While negative campaigns have been common in American politics, the use of digitally altered images in 2020 worries tech giants.
President Donald Trump’s campaign spread three videos on social networks about his Democratic rival. In one the former vice president appears asleep, in another “hidden” -and alone- in a basement and in a third it is stated: “you will not be safe” in Joe Biden’s United States.
They were all labeled as fake content or manipulated by large social networks and fact-checkers.
While negative campaigns have been common in American politics, the use of digitally altered images by Trump teams and other candidates in 2020 worries the tech giants.
Twitter has cracked down on removing or tagging several of the president’s posts.
Facebook, citing the risk of civil unrest, announced Thursday that would not allow new political ads on his platform in the last week of the November 3 presidential race.
Questions remain as to whether those messages, almost impossible to stop once they go viral, are influencing voters, but a line has already been crossed.

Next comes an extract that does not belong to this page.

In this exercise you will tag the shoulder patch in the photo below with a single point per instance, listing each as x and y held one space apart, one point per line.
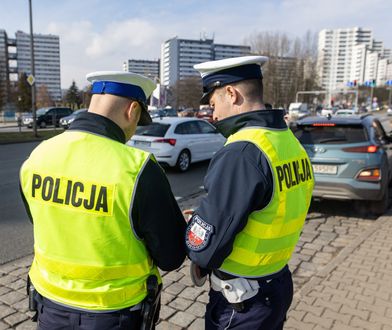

“There is a long tradition of opposing politicians presenting the words or beliefs of their opponents in an edited way, no? That’s part of the policy, “Ethan Porter, assistant professor of media and public affairs at George Washington University, told AFP.
“On the other hand, Trump supporters are in part waging a campaign completely separate from reality, in ways that have little or no precedent in American political history,” he remarks.
Biden’s campaign has not yet received the same type of censorship than Trump’s.
Can the will to manipulate political ads and videos so blatantly produce results?
The Real Clear Politics poll average barely changed after the Republican convention, where Trump stepped up his attacks on Biden, who is seven points ahead of the president in polls nationwide.
But the so-called “hinge states”, where the fate of matches is almost never predictable, they remain a mystery.
“Most of the manipulated information has been used by the Trump campaign to try to have more ‘seemingly tangible proof’ of the claims they make, because they don’t have real proof, “says Shannon McGregor, assistant professor at the University of Carolina Hussman School of Journalism and Media. North Chapel Hill.
A method similar to that used in 2016, but technology has made the manipulations are now easier and more sophisticated.
The Trump campaign accused tech companies of using double standards over Biden’s videos.
“The Liberal Coastal Elites of Silicon Valley they are blatantly one-sided when it comes to defining the manipulated media, “press undersecretary Samantha Zager told AFP.